In tempi di crisi abbondano profeti di nostalgie verso gli effetti sicuri, i rimedi infallibili, le promesse inverificabili. Ne ho tanta paura: servono a distruggere la speranza. Qualcuno tenta queste strade e così affoga più tragicamente o rinuncia a pensare… come quel bel tipo che pensava di salvarsi dalle sabbie mobili tirandosi in su dai propri capelli. 
Sono convinto che dobbiamo aiutarci tutti a riscoprire la forza trasformatrice dell’educazione.
Non è né alternativa all’evangelizzazione né tantomeno strumento per o di evangelizzazione: è una sua dimensione irrinunciabile ed una condizione per restituire al vangelo il dono di essere bella notizia per la vita e la speranza

4. Quale educazione?
La grossa questione è: educazione sì… ma quale educazione?
Oggi molti credono all’educazione… ma poi si dividono sulle prassi concrete… dunque fanno atti di fede molto diversi sull’educazione stessa. La corresponsabilità chiede la fatica di costruire un progetto comune.
Lo facciamo non copiando il carisma, ma riscoprendolo dalle provocazioni dell’oggi. Ci ha aiutato molto le riflessioni offerte. Qualche piccolo tentativo ha fatto anch’io nel mio modesto contributo.
Dobbiamo davvero pensarci. E le FMA hanno strumenti, persone, istituzioni che sono un dono per tutti noi.

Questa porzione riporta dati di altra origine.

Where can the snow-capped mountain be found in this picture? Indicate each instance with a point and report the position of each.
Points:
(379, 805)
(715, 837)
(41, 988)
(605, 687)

Io la penso così e a conclusione di questo mio piccolo servizio vi consegno è il mio punto di vista: educare è istituire una relazione tra soggetti diversi (felici… di essere differenti), attraverso cui essi si scambiano frammenti riflessi e motivati di vissuto, per restituirsi reciprocamente quella gioia di vivere, quella libertà di sperare, quella capacità e responsabilità di essere protagonisti della propria e altrui storia, di cui purtroppo siamo continuamente deprivati.